In this plot we assess if paying more necessarily increases a teams chance of winning the World Series. It must be noted that in the earlier part of the period only 8 teams made the playoffs, while in the later part 10 teams made it. Although, this graph shows the increase in total payroll for playoff teams, there does not appear to be a significant indicator of paying more leads to winning it all. Anyways, there is a slight increase in salary for World Series winning teams but nothing major.
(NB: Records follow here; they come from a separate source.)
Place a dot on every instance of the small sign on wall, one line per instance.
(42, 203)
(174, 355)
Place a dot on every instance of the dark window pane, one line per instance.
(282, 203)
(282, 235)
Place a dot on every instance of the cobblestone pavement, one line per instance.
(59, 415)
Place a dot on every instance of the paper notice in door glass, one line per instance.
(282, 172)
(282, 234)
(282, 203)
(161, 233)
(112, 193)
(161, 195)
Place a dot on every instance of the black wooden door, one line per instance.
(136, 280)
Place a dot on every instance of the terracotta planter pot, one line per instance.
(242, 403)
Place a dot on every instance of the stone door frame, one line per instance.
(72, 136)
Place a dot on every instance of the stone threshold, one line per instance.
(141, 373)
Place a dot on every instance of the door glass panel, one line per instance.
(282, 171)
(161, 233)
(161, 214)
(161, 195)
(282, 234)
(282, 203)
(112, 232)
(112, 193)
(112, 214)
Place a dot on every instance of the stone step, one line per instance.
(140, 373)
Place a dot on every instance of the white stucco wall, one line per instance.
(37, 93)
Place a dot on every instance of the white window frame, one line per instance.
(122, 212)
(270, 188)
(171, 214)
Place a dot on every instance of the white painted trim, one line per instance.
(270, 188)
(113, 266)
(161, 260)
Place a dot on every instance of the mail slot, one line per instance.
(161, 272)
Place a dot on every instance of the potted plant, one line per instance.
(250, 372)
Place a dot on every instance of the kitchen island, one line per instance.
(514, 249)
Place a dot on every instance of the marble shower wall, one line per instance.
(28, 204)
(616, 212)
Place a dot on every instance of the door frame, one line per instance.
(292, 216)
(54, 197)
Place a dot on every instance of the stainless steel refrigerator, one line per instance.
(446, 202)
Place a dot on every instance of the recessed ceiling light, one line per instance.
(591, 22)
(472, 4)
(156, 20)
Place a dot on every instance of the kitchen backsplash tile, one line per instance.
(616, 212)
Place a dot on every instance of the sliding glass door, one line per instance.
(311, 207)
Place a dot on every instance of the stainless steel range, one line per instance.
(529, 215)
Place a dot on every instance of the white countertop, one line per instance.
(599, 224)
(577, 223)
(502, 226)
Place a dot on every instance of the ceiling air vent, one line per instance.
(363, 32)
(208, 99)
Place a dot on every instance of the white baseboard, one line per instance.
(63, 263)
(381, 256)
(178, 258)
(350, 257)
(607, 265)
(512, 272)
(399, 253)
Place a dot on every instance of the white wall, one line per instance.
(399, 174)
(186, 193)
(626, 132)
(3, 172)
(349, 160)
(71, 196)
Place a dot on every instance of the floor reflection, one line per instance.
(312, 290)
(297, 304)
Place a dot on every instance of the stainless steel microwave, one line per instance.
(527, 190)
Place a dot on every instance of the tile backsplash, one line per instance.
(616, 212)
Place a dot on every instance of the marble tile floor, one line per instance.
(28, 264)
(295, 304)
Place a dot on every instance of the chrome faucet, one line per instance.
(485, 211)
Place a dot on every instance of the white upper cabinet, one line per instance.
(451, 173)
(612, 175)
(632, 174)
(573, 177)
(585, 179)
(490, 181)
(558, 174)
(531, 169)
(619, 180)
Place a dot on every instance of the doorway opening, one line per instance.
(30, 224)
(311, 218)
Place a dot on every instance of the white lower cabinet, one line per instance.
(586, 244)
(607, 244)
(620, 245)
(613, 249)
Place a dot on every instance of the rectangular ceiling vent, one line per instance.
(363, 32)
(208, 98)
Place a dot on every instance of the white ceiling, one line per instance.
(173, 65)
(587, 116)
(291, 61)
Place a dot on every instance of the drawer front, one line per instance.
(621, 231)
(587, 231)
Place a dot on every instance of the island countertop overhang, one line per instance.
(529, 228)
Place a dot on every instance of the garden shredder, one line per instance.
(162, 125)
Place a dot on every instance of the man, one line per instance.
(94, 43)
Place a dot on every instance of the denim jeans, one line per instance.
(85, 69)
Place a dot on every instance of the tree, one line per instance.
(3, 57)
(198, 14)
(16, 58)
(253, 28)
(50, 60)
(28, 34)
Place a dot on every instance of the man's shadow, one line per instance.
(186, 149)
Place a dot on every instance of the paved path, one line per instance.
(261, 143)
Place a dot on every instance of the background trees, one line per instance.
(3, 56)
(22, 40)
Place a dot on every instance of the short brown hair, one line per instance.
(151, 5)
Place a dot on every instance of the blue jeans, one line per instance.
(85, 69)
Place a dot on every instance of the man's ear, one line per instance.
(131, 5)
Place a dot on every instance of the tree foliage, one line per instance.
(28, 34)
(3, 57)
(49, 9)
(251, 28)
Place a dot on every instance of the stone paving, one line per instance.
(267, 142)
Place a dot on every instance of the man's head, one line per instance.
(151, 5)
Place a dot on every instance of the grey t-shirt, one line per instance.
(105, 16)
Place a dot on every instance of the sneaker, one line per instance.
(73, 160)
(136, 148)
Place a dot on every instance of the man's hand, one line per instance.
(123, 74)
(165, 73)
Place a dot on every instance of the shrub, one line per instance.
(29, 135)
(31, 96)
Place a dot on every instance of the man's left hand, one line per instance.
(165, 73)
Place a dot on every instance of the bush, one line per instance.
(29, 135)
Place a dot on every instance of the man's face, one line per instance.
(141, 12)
This plot is to help visualize the breakdown between playoff and non-playoff teams farther. Playoff teams are in green while red corresponds to non-playoff (triangle denotes World Series champion). In comparison to salary distribution the WS champs seem to never be lower than middle of the back. There is a slight incremental trend since 2010 for World Series champions salaries (but not 2015). Additionally, the plot also brings to light that not all teams with big payrolls even necessarily make the playoffs. For example, in 2015 4 of the 6 top payroll teams did not make the playoffs.
I really enjoyed this class! I feel as if I have learned a lot more into visualizing data and using R as a whole. The real life examples in this class are a god send!